Being gay is not illegal in Turkey. No one on the cruise has been accused of wrongdoing or inappropriate public behavior. And Atlantis Events, which has been in business since 1991, has carried respectful groups to the same Turkish port 13 times in the past 25 years.
“When we pull into port, the ship looks like any other ship. It’s not like we’re not a gay pride rally, we’re not a march, we’re not an organization, we’re not a political statement in any way,” Rich Campbell of Atlantis told USA Today. “The cruise was advertised a year ago, it’s not new.”
Arthur Frommer and the Cayman Islands ban
In 1998, the Caribbean nation of Cayman Islands similarly banned a Norwegian Cruise Line ship chartered by a group catering to gay travelers.
No political activities were planned, and no illegal activity was associated with the passengers—it was just a typical cruise programmed with typical tourism activities. A local official, dishonestly claiming his action was based on “careful research,” banned them because of who they associate with privately.
At that time, Arthur Frommer, the founder of our travel guide books and of this website, wrote an eloquent complaint that appeared in newspapers nationwide and was amplified by headlines worldwide.
We think what Arthur said about that gay cruise ban bears repeating:
The Minister of Tourism of the Cayman Islands, a man named Thomas Jefferson (of all things), announced that gay people could not be expected to comport themselves according to the standards of the Caymans, and therefore denied permission to the cruise ship company to dock in the chief port of those islands.
We were immediately reminded of the shipload of German Jews who were denied permission to land in the United States in 1939, and denied permission to land elsewhere, and had to turn back to Nazi Germany, where all of them ultimately perished.
And while some of our readers may not think this to be an appropriate analogy, we think it is. We believe the Caymans’ decision presents a human rights issue, and one on which people of good will need to take a firm and public stand. … To deny the rights of travel to people because of their sexual orientation is a vile piece of discrimination. …
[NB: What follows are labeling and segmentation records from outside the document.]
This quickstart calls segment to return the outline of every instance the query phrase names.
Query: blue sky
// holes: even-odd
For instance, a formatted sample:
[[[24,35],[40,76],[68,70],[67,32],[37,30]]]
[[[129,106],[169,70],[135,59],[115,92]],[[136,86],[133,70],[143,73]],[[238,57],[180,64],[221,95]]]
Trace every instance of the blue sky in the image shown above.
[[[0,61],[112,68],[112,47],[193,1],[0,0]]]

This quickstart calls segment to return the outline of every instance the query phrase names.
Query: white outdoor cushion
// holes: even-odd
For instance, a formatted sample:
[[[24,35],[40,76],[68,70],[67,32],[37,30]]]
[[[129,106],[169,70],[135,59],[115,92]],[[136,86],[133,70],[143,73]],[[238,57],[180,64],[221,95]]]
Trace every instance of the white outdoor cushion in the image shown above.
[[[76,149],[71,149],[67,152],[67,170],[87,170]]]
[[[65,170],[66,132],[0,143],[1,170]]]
None of us should vacation in the Cayman Islands unless all our fellow citizens are permitted to vacation in the Cayman Islands.
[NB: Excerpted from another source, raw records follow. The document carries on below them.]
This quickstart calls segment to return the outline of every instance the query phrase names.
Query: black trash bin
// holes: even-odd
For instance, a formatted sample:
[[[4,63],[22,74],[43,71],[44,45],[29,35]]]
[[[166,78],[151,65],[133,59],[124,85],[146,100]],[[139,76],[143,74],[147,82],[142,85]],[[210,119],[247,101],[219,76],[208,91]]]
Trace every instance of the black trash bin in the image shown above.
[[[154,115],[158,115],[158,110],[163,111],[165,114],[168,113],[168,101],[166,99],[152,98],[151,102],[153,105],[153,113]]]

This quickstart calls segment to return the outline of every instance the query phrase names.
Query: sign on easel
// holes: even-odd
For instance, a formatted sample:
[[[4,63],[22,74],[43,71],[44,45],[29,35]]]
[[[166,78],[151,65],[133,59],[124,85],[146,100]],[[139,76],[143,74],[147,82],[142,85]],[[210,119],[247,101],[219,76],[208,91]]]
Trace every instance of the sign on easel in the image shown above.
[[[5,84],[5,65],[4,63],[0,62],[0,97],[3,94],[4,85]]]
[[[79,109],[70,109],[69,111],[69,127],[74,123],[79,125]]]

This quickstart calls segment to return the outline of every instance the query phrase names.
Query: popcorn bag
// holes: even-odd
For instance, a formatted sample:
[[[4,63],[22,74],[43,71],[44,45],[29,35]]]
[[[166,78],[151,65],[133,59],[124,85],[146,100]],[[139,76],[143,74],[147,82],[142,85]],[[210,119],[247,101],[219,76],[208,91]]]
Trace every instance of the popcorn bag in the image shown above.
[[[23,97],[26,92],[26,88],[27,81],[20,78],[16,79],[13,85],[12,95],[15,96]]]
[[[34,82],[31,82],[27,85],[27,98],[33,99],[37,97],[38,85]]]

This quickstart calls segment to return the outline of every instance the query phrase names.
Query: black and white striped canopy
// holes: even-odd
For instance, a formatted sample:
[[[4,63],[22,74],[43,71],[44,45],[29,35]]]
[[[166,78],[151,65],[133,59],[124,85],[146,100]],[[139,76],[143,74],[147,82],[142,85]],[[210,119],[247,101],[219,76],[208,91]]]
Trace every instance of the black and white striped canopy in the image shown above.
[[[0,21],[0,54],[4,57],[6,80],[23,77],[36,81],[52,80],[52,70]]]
Arthur’s words inspired a massive protest, including by many groups and countless travel agents.
Arthur’s protest was boosted by local uproar, too. Many individually owned hotels and tour operators throughout the Caribbean joined to say they did not support the false theology of a small number of benighted public officials.
The social pressure eventually worked to wear down the arrogance of the individual in power at the Cayman port.
The Cayman Islands never publicly retracted its ban, but behind the scenes Britain chastised the local government, travel agents refused to send clients there, and Mr. Jefferson was shown the door. By around 2005, gay groups were retesting the waters by returning, and there were no further incidents.
But Arthur, still fuming, had even more to say.
Several years ago, the Caymans denied landing rights on its main island to a boatload of law-abiding gays and vigorously defended the ban as consistent with the religious viewpoints of its population
Imagine the uproar if a Caribbean island had banned all Methodists from visiting—or if it had prohibited visits by white or Asian-Americans.
Though numerous journalists, including myself, later contacted the public-relations representatives of the Caymans to ask whether a change of government had brought about a change in this policy, we never—as best I know—got an answer.
Turkey’s 2000 gay cruise ban failed
In Turkey, homosexuality is not criminalized, so as with the Cayman Islands, there is no legal basis for the cruise ban.
What’s more, Turkey has done this before, with disastrous results—and at the very same port that barred both the Scarlet Lady and the First Lady of American musicals, Patti LuPone.
In 2000, police at Kuşadası decided to prevent more than 800 gay tourists on a cruise from visiting the Roman ruins at Ephesus.
But in that case, the Turkish tourism minister, who outranked the police, promptly apologized to the world press for the disgrace.
“I hope they will complete their trip without any problems,” Erkan Mumcu said at the time. “We cannot discriminate according to people’s sexual preference.”
Even without this new unforced error in 2026, the zealotry of Turkey President Recep Tayyip Erdogan is reducing his country’s standing in the world.
His re-conversion of the historic Hagia Sophia into a mosque, conducted against the forceful advice of global preservation experts, has undermined the structural integrity of the fragile 1,500-year-old building, which is now inching toward collapse.
With this cruise ban, Turkey is again bullying equality-minded people. Which is to say the vast majority of us.
Plus, it pissed off Patti, which rarely ends well.
Freedom-loving people are being assaulted on every front. Thirty years after this sort of thing resulted in heavy losses for the Cayman Islands, we keep allowing patronizing individuals to hijack our economic and peace interests with their small-minded personal hatreds.
Will travel consumers in 2026 prove to have the same standards that we defended when we fought this kind of bigotry in 1998?